Country Cottage Comfort Food:
Nanny’s Pan Haggerty
Layers of meltingly tender potatoes, tasty onion slices and molten cheese in one pan, that’s what “Pan Haggerty” is all about, a frugal “end of week” family dish that resonates with me on every comfort food level. I was raised on food like this, and simple though it may be, it filled our tummies and tantalised our taste buds, it was like a big cuddle in a frying pan and to this day this humble dish remains a firm favourite of mine. This one pan meal is perfect when accompanied by a wedge of Stotty Cake and steamed, buttered Savoy cabbage, although we always enjoy it with fresh salads leaves now. It’s easy to make and is one of my family’s most loved recipes, and although no recipe as such was ever written down, I have watched both my grandmother and my mum make it many times, so it is fixed in my memory.

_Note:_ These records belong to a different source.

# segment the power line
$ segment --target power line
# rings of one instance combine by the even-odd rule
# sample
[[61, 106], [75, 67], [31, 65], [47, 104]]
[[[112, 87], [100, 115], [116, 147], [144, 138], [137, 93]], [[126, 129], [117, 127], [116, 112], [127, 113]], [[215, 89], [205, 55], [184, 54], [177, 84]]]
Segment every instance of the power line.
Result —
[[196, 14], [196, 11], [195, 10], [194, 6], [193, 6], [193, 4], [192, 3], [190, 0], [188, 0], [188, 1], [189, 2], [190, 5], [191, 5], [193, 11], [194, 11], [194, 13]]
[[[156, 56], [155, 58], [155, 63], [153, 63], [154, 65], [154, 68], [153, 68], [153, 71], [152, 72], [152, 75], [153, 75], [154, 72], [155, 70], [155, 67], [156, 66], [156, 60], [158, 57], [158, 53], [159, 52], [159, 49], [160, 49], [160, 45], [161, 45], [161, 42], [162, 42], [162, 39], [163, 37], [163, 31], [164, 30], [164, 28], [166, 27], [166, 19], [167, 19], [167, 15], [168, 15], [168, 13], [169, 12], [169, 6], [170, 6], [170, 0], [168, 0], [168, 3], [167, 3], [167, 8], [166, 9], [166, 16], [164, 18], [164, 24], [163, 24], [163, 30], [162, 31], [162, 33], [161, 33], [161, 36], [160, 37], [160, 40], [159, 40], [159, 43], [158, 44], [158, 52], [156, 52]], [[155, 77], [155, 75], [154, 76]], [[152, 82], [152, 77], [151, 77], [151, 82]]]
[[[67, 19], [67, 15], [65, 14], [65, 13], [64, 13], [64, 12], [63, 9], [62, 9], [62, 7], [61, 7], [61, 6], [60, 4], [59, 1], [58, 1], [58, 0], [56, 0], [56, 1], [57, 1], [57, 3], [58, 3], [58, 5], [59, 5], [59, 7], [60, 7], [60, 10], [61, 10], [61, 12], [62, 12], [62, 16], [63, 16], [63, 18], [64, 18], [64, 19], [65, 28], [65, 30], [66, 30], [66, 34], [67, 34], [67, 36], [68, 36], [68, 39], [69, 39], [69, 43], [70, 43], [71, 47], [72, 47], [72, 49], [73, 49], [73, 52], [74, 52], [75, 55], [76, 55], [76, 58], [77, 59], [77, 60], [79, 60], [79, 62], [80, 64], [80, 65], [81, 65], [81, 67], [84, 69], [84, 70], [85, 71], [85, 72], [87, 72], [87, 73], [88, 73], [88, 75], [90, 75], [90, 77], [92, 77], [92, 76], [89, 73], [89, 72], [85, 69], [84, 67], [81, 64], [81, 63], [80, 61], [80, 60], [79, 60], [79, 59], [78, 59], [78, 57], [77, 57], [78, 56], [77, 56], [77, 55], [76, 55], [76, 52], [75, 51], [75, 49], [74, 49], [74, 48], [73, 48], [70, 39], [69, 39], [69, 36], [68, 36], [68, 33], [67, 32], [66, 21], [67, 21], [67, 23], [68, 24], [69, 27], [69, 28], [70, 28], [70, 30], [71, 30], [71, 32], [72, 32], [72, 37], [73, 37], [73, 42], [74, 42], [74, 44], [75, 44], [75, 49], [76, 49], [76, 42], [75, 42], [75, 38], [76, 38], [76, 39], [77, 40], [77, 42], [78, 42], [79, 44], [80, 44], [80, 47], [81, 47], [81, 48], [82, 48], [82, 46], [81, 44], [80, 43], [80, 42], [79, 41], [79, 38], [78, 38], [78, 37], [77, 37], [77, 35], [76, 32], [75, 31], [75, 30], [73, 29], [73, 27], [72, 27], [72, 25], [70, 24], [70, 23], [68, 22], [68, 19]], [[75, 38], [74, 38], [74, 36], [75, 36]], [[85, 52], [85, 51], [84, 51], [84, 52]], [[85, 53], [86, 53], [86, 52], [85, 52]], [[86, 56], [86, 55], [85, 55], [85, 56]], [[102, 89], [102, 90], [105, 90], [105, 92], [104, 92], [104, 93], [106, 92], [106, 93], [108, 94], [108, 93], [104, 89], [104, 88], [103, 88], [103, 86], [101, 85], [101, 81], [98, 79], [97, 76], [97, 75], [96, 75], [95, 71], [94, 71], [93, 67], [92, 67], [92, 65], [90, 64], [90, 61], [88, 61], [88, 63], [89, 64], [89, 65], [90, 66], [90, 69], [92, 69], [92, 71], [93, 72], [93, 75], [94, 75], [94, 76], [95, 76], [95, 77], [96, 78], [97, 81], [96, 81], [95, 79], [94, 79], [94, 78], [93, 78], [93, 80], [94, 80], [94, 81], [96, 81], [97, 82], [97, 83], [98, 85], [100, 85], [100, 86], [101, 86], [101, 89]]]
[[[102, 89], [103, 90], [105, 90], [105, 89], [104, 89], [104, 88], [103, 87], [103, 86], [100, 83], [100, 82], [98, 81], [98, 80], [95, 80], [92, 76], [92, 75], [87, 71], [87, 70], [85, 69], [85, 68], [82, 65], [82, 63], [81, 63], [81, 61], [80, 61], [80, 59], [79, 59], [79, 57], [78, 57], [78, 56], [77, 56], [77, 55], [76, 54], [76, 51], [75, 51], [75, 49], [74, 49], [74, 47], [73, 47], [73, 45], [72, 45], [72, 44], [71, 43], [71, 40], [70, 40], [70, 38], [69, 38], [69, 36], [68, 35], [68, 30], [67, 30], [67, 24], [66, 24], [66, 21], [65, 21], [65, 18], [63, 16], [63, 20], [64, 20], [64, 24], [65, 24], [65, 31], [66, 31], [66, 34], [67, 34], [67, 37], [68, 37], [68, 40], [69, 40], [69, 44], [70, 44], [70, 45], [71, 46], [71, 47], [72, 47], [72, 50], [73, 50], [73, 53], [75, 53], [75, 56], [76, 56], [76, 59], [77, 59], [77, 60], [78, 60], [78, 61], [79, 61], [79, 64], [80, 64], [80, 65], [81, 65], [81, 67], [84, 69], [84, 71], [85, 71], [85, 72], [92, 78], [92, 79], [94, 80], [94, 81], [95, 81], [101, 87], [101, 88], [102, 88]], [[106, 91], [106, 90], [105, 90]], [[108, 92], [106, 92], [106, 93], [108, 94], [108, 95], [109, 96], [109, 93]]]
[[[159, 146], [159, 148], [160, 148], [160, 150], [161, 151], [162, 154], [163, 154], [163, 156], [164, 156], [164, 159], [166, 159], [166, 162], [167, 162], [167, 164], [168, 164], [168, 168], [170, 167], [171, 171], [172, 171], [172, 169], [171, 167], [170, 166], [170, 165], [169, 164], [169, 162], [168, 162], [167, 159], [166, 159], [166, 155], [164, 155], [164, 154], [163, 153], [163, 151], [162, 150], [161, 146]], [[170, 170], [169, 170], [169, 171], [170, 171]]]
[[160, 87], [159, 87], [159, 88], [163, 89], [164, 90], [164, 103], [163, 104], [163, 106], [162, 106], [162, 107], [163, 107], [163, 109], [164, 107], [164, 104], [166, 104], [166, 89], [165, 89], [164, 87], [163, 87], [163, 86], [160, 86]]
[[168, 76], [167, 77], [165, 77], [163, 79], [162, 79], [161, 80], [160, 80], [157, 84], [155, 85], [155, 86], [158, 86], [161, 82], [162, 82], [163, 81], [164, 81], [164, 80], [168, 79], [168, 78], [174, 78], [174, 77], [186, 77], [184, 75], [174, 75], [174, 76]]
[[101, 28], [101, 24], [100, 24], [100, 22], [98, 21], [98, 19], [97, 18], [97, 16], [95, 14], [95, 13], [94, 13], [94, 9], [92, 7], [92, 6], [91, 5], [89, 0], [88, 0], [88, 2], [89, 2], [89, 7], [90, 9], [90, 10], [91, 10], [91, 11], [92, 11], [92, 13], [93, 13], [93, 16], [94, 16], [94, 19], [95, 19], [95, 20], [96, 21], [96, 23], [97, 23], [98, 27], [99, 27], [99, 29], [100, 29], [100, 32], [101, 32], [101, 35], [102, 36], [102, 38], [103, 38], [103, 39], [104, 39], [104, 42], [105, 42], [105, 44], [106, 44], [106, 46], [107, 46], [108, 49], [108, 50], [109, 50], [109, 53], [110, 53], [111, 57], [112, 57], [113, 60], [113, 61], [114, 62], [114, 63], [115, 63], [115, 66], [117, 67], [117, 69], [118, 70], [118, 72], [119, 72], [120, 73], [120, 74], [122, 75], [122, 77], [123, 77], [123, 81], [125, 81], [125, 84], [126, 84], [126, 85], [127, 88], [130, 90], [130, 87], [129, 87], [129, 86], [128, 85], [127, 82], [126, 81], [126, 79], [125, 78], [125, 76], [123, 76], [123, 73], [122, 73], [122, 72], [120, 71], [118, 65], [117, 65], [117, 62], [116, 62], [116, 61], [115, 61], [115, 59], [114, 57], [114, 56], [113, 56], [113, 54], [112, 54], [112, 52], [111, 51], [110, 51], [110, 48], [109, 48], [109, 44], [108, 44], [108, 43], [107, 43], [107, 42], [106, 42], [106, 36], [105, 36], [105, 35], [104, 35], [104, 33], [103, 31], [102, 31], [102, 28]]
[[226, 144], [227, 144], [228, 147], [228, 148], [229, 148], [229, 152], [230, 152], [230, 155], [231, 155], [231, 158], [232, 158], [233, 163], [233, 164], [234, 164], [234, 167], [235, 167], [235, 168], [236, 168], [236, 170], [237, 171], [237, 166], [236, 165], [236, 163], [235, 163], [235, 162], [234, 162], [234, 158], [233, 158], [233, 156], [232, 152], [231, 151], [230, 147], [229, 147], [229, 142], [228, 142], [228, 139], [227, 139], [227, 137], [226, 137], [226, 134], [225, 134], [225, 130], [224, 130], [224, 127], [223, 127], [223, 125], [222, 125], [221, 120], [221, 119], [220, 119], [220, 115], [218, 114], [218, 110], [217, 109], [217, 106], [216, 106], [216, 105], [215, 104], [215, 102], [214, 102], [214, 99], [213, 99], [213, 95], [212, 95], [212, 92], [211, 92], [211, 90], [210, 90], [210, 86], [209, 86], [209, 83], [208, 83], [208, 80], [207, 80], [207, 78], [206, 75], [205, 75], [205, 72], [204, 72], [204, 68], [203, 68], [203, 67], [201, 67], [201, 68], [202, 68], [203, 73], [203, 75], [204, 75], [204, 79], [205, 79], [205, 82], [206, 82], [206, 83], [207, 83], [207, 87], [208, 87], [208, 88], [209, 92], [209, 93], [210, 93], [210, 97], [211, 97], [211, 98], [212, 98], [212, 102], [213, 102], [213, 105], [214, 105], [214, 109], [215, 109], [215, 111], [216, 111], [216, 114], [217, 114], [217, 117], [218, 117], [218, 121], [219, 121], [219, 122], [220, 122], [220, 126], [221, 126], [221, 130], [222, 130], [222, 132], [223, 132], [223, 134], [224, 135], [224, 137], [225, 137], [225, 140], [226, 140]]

Pan Haggerty is not to be confused with another “Geordie” dish which my grandmother and mother used to make, “Panackelty”, which is similar to Pan Haggerty but is made with potatoes, onions and meat in some form or another – usually bacon, lamb chops or corned beef and is usually baked in the oven and not cooked on top of the stove. Both dishes are born of frugality and the need to feed your family with hearty and nutritious fare, but pan haggerty is the cheaper of the two dishes as it uses cheese and cheese used to be known as “poor man’s meat”, as it was cheaper than meat – not so today I know.
As I mentioned before, the family recipe for this dish has never been written down anywhere, although mum thinks she does have an old letter somewhere, where her mum (my grandmother) told her how to make it when she was newly married and living away from home. Although it is often called a “Geordie” dish, it is known throughout the North East, and was very popular in mining communities for a quick and tasty supper for the man of the family. Our family recipe uses Cheshire cheese, but any cheese can be used in this recipe, such as Cheddar, Lancashire or Wensleydale.
Although it is a one pan meal, it also makes a fabulous accompaniment to other meals such as sausages and pies…….as well as cold cuts and cooked meats. I hope that you enjoy this dish as much as my family have over the years and as Christmas is only three or four months away now, I can heartily recommend this North Eastern dish for a simple festive supper when served with chutney and pickles, or even for Boxing Day brunch. My lasting memory of this dish is my grandmother cooking this on an old range cooker in her country cottage in Northumberland; I hope you create memories as happy as mine when you cook this. Karen
Pan Haggerty or Panhaggerty
One Pot Meals
Alternate layers of thinly sliced potato, then onion, then grated cheese (usually Cheddar, Cheshire or Lancashire) cooked in a shallow pan, most traditionally with meat flavours such as beef dripping, or bacon fat, but now commonly with a mixture of butter and oil. Small meat pieces, chopped bacon or corned beef, may be included in some versions, though such might more properly be termed Panakelty. Grilled, or turned over in the pan, when cooked to give a crisp topping.
This dish is now sufficiently popular to have gained the nickname ‘Pan hag’, but its origin remains entirely obscure. It does not appear in any early cookbooks, and it is often said to have come to prominence in mining communities during the ‘hungry’ 1930’s, but there is no direct evidence for this. It does, however, seem to be the case that the name became popular following the broadcast of the play ‘The Episode of the Pan-haggerty’ by FE Doran on the BBC’s Northern Service in July 1936.
The name possibly derives from ‘hashed’ as in ‘chopped’, or from ‘ragged’ for its irregular appearance.
Just like the very similar French ‘gratin’ there is a distinct tradition that Panhaggerty should always be served from the vessel it was cooked in, and ‘panhin’, is an old English word for a small cooking pan.